Johannes Ließem an seine Frau Elsbeth, 10. November 1939

10.11.1939

Liebe Elsbeth!

Recht herzliche Grüße und Küsse für Dich und Dorotheechen. Ja, da stehe ich nun das Erste Mal und weiß nicht, was ich schreiben soll. Bis jetzt war ich noch niemals um Ideen verlegen. Aber ich glaube, daß dies wohl mein Godesberger Aufenthalt macht. Wir haben uns zu Hause ja soooo gründlich „mündlich" ausgesprochen.

Gerade kommt unser Abendessen. Klatschkäse gibt's heute Abend.

— Au, es hat fein geschmeckt. Er war mit Zwiebel angemacht.

Heute war ich mit unserem Hauptmann zur vorgesetzten Dienststelle Geld holen. Er hat mich mitgenommen und ich brauchte daher den Weg in dem blöden Wetter nicht mit dem Fahrrad zu machen. Aber das nächste Mal will ich lieber mit dem Fahrrad fahren. Einmal sind wir in den Graben in die Brombeersträucher gefahren. 6 Mann haben den Opel wieder auf die Straße gehoben. Na, dann saßen wir wieder drin. Nach 500 Metern fuhren wir auf einer geraden Straße — unten eine Kurve. Kurve wird nicht genommen, sondern wir fahren gerade durch, ein Satz die Böschung herunter, ich sah „einen Baum auf mich zukommen", ein Knall und peng, saßen wir am Baum. Ich wollte schon sagen, daß ich jetzt lieber zu Fuß gehen möchte. Aber das kam ja natürlich nicht infrage. Ein „dritter" Unfall hat sich aber Gottseidank nicht ereignet. Das Auto ist vorn natürlich eingedrückt, aber uns ist nichts passiert.

Morgen fahre ich wieder Löhnung. „Aufregende Sache mit Ruhe gemeistert." Immerhin sind in einer halben bis

dreiviertel Stunde 400 Mann zu löhnen. Da muß man höllisch aufpassen, daß man nichts dazu tun muß. Langsam kommt nun Dein Namenstag. Den werden wir ja nun zum erstenmal nicht zusammen feiern. Hoffentlich ist das Armband bis dahin fertig und hoffentlich ist es schön geworden.

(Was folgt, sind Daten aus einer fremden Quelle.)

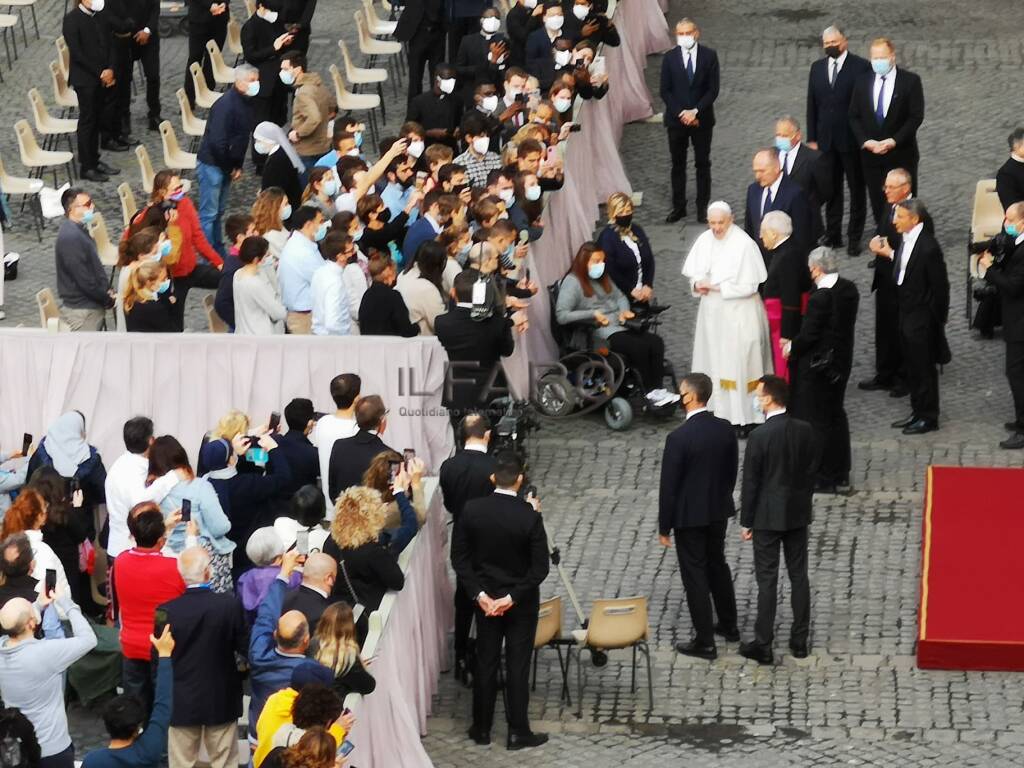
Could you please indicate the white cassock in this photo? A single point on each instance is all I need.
(731, 344)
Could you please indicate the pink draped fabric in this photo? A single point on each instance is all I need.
(410, 656)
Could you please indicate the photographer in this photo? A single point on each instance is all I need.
(1004, 265)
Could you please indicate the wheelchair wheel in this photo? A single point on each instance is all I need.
(619, 414)
(554, 395)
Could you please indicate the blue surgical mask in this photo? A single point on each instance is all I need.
(882, 66)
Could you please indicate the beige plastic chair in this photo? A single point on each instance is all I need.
(174, 156)
(39, 160)
(616, 624)
(64, 95)
(145, 168)
(128, 205)
(216, 325)
(222, 74)
(204, 96)
(49, 127)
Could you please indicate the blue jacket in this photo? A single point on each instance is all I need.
(227, 131)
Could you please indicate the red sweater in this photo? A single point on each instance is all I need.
(142, 580)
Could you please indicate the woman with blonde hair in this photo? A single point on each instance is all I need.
(628, 257)
(338, 649)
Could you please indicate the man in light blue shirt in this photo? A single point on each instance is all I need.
(299, 259)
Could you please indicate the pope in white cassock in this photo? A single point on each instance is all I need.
(731, 344)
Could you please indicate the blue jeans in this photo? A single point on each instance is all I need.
(213, 187)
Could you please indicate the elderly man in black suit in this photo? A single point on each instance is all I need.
(779, 466)
(829, 88)
(822, 354)
(698, 473)
(807, 168)
(886, 111)
(923, 301)
(689, 87)
(209, 630)
(773, 190)
(350, 457)
(500, 553)
(465, 476)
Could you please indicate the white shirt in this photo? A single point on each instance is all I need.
(332, 315)
(909, 241)
(125, 487)
(889, 82)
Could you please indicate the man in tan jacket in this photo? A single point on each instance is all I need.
(312, 111)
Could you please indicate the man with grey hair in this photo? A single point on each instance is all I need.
(222, 152)
(822, 353)
(829, 88)
(209, 630)
(784, 290)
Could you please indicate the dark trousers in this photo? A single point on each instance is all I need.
(96, 115)
(918, 340)
(888, 349)
(846, 165)
(680, 136)
(707, 578)
(517, 628)
(204, 275)
(794, 546)
(1015, 374)
(425, 50)
(644, 351)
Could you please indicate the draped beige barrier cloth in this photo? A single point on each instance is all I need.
(185, 382)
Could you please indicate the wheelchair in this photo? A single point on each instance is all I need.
(586, 380)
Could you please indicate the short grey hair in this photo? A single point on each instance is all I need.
(824, 259)
(194, 565)
(264, 546)
(778, 222)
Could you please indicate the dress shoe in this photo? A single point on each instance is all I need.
(759, 653)
(730, 634)
(921, 426)
(707, 652)
(873, 385)
(525, 740)
(904, 422)
(481, 738)
(1013, 443)
(93, 174)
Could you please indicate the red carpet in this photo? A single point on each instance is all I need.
(972, 570)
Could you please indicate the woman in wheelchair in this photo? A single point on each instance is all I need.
(587, 296)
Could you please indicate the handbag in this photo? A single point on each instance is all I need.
(357, 607)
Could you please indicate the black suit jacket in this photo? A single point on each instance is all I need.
(829, 324)
(698, 473)
(790, 199)
(679, 93)
(828, 107)
(499, 547)
(1010, 182)
(466, 476)
(308, 602)
(906, 113)
(781, 459)
(350, 458)
(209, 629)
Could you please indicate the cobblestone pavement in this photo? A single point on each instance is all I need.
(858, 699)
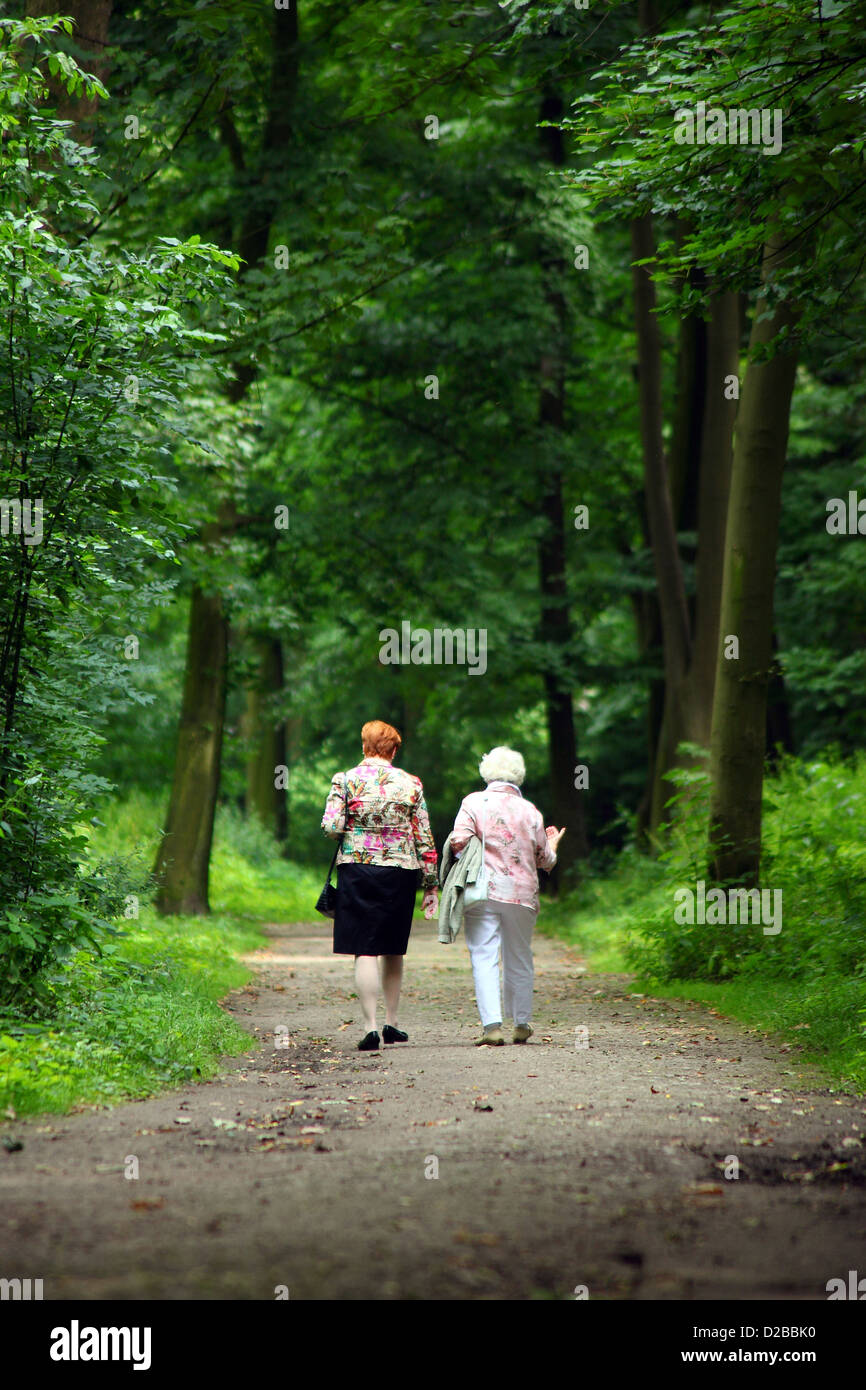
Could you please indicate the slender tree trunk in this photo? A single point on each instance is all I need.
(555, 628)
(690, 706)
(713, 491)
(89, 47)
(182, 869)
(740, 708)
(184, 855)
(266, 738)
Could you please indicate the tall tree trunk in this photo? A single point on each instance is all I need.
(182, 873)
(740, 708)
(706, 473)
(184, 855)
(555, 627)
(88, 46)
(266, 737)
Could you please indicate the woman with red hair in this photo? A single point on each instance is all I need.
(380, 815)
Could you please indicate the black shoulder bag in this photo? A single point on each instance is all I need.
(327, 900)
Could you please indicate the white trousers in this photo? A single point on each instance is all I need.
(494, 929)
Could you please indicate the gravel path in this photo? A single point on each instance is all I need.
(591, 1158)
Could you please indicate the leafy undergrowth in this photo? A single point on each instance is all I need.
(145, 1015)
(805, 986)
(134, 1022)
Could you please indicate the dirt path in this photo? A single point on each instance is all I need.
(558, 1165)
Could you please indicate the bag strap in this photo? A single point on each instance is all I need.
(345, 824)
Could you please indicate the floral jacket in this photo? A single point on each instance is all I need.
(388, 822)
(515, 841)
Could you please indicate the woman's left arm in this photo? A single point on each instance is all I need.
(545, 852)
(334, 819)
(426, 845)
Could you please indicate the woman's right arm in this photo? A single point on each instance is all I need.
(334, 819)
(464, 829)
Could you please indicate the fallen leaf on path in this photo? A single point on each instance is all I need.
(483, 1237)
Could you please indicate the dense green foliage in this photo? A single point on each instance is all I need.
(337, 271)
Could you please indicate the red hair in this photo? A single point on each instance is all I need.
(380, 740)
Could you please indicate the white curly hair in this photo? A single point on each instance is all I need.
(502, 765)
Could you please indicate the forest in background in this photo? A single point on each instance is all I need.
(320, 320)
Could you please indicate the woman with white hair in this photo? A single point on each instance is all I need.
(516, 845)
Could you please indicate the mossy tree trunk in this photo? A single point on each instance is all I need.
(740, 708)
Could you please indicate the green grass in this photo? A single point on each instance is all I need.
(822, 1018)
(145, 1016)
(820, 1009)
(131, 1023)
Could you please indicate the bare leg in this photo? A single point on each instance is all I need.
(367, 986)
(392, 979)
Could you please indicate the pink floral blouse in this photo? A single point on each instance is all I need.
(388, 822)
(515, 841)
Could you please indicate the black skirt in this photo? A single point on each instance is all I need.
(374, 906)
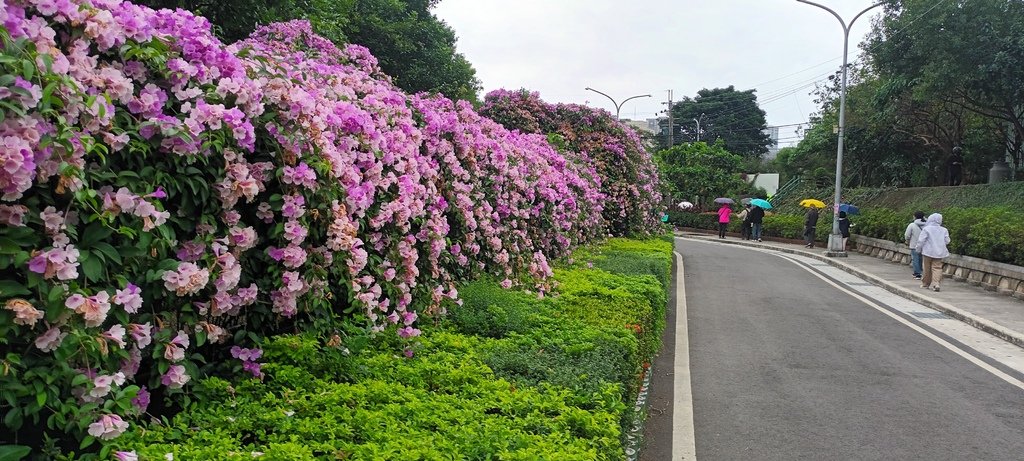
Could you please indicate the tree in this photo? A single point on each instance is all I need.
(723, 114)
(964, 54)
(699, 170)
(416, 48)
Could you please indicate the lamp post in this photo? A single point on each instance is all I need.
(836, 247)
(619, 106)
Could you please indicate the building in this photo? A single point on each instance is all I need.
(772, 132)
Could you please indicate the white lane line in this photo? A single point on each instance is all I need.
(981, 364)
(683, 439)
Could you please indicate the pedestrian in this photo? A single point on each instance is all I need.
(844, 227)
(757, 216)
(744, 219)
(810, 226)
(723, 219)
(956, 167)
(932, 243)
(910, 236)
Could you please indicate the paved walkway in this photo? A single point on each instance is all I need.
(998, 315)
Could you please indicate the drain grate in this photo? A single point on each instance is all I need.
(929, 315)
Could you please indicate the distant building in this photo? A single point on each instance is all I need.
(772, 132)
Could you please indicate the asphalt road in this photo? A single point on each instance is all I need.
(786, 367)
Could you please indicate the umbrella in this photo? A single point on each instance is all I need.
(849, 209)
(812, 203)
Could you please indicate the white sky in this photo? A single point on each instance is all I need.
(630, 47)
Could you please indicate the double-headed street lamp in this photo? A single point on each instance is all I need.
(836, 239)
(619, 106)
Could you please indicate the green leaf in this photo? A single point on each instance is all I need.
(10, 288)
(13, 452)
(92, 267)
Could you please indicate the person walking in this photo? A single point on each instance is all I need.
(932, 243)
(723, 219)
(810, 226)
(744, 219)
(910, 237)
(844, 227)
(757, 216)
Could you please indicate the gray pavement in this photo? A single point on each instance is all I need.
(783, 370)
(998, 315)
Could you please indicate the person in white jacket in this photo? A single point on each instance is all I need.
(932, 245)
(910, 237)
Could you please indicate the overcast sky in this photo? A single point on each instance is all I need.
(629, 47)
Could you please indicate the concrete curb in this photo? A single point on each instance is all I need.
(985, 325)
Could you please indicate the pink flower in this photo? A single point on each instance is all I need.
(130, 298)
(101, 384)
(116, 334)
(175, 378)
(93, 308)
(108, 426)
(50, 340)
(188, 279)
(141, 334)
(175, 350)
(25, 312)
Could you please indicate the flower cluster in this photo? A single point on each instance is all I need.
(170, 191)
(627, 170)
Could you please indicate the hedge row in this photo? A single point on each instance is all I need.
(508, 376)
(992, 234)
(168, 200)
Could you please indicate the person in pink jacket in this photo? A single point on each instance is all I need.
(723, 219)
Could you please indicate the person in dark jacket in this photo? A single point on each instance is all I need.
(844, 227)
(756, 216)
(810, 226)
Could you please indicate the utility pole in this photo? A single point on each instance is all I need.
(836, 247)
(672, 133)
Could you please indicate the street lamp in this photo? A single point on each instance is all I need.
(836, 240)
(617, 106)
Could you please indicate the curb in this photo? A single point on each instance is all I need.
(985, 325)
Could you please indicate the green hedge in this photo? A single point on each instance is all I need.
(992, 234)
(508, 375)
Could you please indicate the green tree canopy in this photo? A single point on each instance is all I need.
(723, 114)
(416, 48)
(699, 170)
(945, 58)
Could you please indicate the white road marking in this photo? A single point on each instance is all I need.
(978, 362)
(983, 343)
(683, 439)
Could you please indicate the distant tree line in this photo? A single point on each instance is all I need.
(934, 76)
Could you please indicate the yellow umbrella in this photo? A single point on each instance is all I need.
(808, 203)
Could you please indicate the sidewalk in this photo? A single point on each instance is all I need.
(998, 315)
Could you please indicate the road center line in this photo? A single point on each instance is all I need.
(683, 439)
(981, 364)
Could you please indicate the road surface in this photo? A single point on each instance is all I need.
(790, 359)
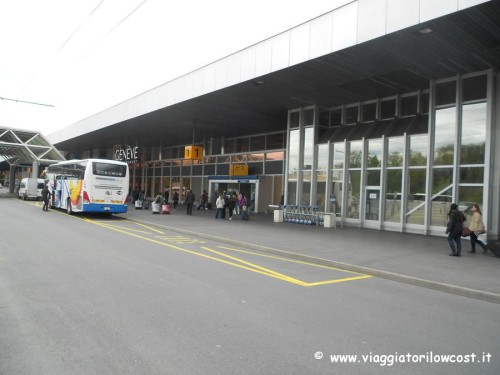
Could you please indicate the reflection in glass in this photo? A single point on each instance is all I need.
(355, 154)
(393, 195)
(322, 157)
(444, 136)
(374, 153)
(279, 155)
(293, 153)
(337, 182)
(416, 196)
(321, 177)
(354, 195)
(372, 211)
(441, 178)
(440, 206)
(471, 175)
(373, 177)
(306, 188)
(292, 192)
(418, 150)
(473, 134)
(308, 148)
(395, 152)
(275, 141)
(338, 155)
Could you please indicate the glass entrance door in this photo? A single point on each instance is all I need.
(372, 209)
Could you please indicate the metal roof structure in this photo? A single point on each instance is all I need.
(18, 147)
(361, 51)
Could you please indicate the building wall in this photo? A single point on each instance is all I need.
(398, 163)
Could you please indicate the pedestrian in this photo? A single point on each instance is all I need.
(226, 201)
(476, 227)
(454, 229)
(203, 201)
(46, 194)
(190, 201)
(219, 204)
(242, 203)
(231, 205)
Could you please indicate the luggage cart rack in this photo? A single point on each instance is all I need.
(297, 214)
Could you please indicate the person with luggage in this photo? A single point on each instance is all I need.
(242, 203)
(476, 227)
(454, 229)
(219, 204)
(190, 201)
(203, 201)
(231, 205)
(46, 194)
(175, 199)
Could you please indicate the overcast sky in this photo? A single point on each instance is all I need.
(84, 56)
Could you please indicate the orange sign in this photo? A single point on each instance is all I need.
(193, 152)
(238, 170)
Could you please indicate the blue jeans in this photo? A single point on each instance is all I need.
(455, 244)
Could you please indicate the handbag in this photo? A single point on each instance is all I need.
(466, 232)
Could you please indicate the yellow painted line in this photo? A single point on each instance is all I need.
(267, 271)
(118, 226)
(240, 263)
(177, 248)
(289, 260)
(361, 277)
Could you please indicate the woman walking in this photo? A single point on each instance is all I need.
(476, 227)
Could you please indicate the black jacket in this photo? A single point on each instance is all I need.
(455, 222)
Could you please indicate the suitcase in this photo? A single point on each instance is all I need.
(165, 209)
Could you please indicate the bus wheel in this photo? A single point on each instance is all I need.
(68, 207)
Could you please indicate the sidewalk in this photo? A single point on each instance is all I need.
(409, 258)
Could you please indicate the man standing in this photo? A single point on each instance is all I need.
(45, 197)
(189, 202)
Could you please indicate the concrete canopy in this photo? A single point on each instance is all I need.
(18, 147)
(391, 63)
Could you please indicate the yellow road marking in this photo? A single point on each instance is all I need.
(240, 262)
(289, 260)
(265, 270)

Gestern habe ich zum ersten Mal mit einer 8 mm Pistole geschossen. Wir hatten ein Blatt Papier an einen Baum geheftet und dann wurde losgeballert. Ich habe immer getroffen.

Der Wald ist jetzt ganz wunderbar. In allen Farben schillert er. Wenn morgens die Sonne auf­geht, kann man sich an den Farben, die mit dem roten Frühlicht übergossen werden, nicht satt sehen. Dazu ist der Horizont blutrot. Nur schade, daß es nach einer Stunde schon wieder zu regnen anfängt.

Gerade kommt der Kammer-Uffz., weißt Du, der zünftige, und bringt mir das anliegende Bildchen. Wir sehen ja nun gar nicht zünftig aus, besonders ich, der ich die Beine so originell stehen habe, als ob es Xbeine wären. Aber du brauchst mich ja nicht anzusehen.

Liebe Elsbeth, denk an Dein Versprechen, zum Arzt zu gehen.

Mir wäre es am liebsten, Du gingest zur Klinik. Du könntest ja einige Tage dort bleiben zur Beobachtung. Es ist ja nicht so, als ob du dann dauernd dort im Bette liegen müßtest, Du kannst ja dabei auch ausgehen. Aber etwas mußt Du unbedingt tun, sonst habe ich hier keine Ruhe. Und das willst Du ja nicht, lieber Moritz.

Zum Schluß will ich Dich nochmals ganz feste in meine Arme schließen und dir einen langen Kuß geben

Dein Hannes.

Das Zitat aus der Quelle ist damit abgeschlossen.